Because we lived on a hillside, the lounge was supported by poles, and it occurred to me, judging by all the banging and smashing I could hear, that there was a fair chance that the lounge as we knew it had disappeared completely and all I would see would be the curtains fluttering mournfully in the crisp morning air whilst my furniture slowly made its way down the hillside and into the harbour.
At last it stopped. When I emerged from under the pillows I could hear my daughter attempting to battle her way out her bedroom. She managed to extract herself and picked through the debris on the floor until she made her way to my bed. I found a small transistor radio and we sat up in bed in the dark listening to its crackly transmission, frustrated because the local station wasn’t operational at the time and was playing Don McLean’s American Pie over and over again. What worried me was that if we had had such an enormous jolt in Canterbury, a non-earthquake prone area, what must be going on at the epicentre? Surely there would be some part of New Zealand that had ceased to exist.
Once radio broadcast had resumed we were both surprised to learn that the earthquake’s epicentre was close to the small town of Darfield, some forty kilometres west of Christchurch City and registered 7.1 on the Richter scale with a depth of 10 kilometres. Eventually I found my mobile phone under the upturned bedside cabinet and started furiously texting friends and family. Relief flooded over me on hearing the news that my son was OK and so it seemed, was everyone else. We had no power, no water, broken bric-a-brac strewn everywhere but at least we were all alive and safe.
The clean-up turned out to be a lot less arduous than I had expected. Contrary to my earlier imaginings, the lounge had not disappeared, although the house looked as though it had been thoroughly ransacked. Bookshelves were upturned, and the television had been thrown off its stand and was lying, surprisingly unbroken, in the middle of the floor. We carefully returned it to its rightful position and once power had been restored, switched it on to watch the news. There were some parts of Christchurch quite devastated by liquefaction, buildings down and roads with enormous cracks that had been ripped up by the monumental force but thankfully, and remarkably, there were no fatalities.

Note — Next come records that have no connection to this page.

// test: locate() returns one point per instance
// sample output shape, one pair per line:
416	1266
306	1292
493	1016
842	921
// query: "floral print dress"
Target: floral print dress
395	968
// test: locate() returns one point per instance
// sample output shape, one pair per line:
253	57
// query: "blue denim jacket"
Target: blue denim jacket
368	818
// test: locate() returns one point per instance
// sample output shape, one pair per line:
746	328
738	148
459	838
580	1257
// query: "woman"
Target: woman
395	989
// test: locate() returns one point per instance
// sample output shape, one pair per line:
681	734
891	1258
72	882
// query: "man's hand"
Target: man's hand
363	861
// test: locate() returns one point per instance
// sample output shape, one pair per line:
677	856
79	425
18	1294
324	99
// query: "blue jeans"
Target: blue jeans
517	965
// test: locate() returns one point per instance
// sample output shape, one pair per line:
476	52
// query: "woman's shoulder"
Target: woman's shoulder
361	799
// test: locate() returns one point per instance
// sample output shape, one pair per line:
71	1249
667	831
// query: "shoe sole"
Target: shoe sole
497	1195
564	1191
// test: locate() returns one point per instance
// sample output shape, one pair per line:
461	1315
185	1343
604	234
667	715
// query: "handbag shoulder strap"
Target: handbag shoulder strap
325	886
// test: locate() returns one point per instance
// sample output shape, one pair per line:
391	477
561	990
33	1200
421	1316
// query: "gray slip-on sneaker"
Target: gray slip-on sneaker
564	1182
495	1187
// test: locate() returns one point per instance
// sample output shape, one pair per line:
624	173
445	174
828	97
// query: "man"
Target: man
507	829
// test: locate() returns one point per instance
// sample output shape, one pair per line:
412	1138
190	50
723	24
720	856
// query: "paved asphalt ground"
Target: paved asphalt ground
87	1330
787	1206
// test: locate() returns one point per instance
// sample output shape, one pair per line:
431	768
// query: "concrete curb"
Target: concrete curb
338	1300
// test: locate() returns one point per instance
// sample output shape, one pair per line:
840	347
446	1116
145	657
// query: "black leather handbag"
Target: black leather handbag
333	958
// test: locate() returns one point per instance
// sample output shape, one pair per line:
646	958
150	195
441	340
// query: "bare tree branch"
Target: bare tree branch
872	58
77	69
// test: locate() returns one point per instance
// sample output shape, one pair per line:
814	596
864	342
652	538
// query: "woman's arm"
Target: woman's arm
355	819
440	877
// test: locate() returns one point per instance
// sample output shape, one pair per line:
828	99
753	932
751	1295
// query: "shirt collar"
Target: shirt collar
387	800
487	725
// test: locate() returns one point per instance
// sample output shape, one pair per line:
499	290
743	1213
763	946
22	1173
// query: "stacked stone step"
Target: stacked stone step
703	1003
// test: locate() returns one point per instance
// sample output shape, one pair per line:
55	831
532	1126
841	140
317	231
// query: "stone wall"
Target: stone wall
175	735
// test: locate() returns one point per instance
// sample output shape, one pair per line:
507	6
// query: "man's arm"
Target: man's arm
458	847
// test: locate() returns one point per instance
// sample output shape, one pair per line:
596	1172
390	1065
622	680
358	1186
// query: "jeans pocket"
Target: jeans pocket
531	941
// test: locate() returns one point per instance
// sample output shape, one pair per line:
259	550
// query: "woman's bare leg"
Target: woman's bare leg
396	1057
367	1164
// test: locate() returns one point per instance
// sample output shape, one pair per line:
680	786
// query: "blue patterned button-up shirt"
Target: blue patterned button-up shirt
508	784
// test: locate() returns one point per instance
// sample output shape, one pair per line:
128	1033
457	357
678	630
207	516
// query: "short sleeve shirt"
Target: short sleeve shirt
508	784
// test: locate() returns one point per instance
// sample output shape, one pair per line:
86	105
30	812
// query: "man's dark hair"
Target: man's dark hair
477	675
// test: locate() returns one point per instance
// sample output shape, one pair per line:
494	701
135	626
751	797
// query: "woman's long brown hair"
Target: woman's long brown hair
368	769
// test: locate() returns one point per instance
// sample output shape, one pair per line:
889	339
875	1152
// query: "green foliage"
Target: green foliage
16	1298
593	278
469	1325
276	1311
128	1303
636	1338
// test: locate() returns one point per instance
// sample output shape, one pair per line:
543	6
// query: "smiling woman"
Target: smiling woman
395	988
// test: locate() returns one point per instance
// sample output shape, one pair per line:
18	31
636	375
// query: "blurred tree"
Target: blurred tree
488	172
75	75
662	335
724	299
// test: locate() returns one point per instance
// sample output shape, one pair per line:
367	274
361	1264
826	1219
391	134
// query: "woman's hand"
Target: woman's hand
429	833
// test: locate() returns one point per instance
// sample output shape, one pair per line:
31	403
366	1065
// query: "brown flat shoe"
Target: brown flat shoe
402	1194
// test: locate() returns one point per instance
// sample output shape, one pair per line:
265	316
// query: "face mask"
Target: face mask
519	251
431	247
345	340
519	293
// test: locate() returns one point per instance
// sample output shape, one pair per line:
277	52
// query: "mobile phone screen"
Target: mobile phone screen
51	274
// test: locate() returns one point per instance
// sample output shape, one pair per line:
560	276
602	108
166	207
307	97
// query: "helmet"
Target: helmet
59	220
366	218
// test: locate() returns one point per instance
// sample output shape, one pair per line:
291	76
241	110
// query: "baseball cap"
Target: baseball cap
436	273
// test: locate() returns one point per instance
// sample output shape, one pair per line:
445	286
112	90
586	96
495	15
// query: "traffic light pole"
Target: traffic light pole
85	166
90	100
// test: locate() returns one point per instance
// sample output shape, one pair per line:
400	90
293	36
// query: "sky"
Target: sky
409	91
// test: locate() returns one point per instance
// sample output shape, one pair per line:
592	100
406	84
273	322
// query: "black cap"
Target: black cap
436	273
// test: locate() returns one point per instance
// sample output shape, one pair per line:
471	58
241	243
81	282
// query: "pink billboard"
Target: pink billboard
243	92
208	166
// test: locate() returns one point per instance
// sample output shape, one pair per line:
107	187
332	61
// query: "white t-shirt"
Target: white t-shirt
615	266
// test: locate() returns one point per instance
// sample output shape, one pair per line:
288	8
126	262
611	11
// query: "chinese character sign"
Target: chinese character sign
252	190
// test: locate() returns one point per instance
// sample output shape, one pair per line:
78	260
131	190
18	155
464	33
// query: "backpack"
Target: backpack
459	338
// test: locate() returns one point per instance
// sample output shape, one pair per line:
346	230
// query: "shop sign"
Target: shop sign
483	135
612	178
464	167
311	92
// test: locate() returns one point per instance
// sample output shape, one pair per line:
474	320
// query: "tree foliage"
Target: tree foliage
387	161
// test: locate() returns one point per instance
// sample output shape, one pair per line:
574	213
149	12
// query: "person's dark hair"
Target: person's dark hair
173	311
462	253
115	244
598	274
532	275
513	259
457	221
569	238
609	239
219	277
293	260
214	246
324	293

There was minimal damage to properties in the Diamond Harbour area, with the exception of Godley House. The proprietors and their children only just got out in time and were not permitted to access the property again to retrieve their belongings. There were huge cracks throughout the building and the persistent aftershocks weakened it even further.
Godley House was built in 1880 and was a family home until 1913 when the house was sold to the Lyttelton Borough Council. The stately old home with its beautiful cottage gardens was later converted it into a guest house, a restaurant and a pub. It would be a huge blow to the locals to lose our favourite pub and meeting place – a community hub that all of us loved it to bits. I thought how strange it was that only a few hours ago I was thinking of popping down for a quick drink and now that wasn’t an option and never would be again.
That night we all slept in my bedroom including Levi who, in a departure from house rules, was on the bed. Even Wanda our cat, had temporarily set aside her disgust at being within a metre radius of Levi and had joined us. The four of us all shook in time with the aftershocks and I don’t think any one of us slept particularly well.
The psychological and emotional impact of the Christchurch earthquakes were far-reaching, and many people moved away from the area as the subsequent aftershocks relentlessly reverberated. Whilst I was thankfully unaffected in the sense that neither I, nor any of my family or friends, had been injured or left homeless, the earthquake had changed everything literally overnight.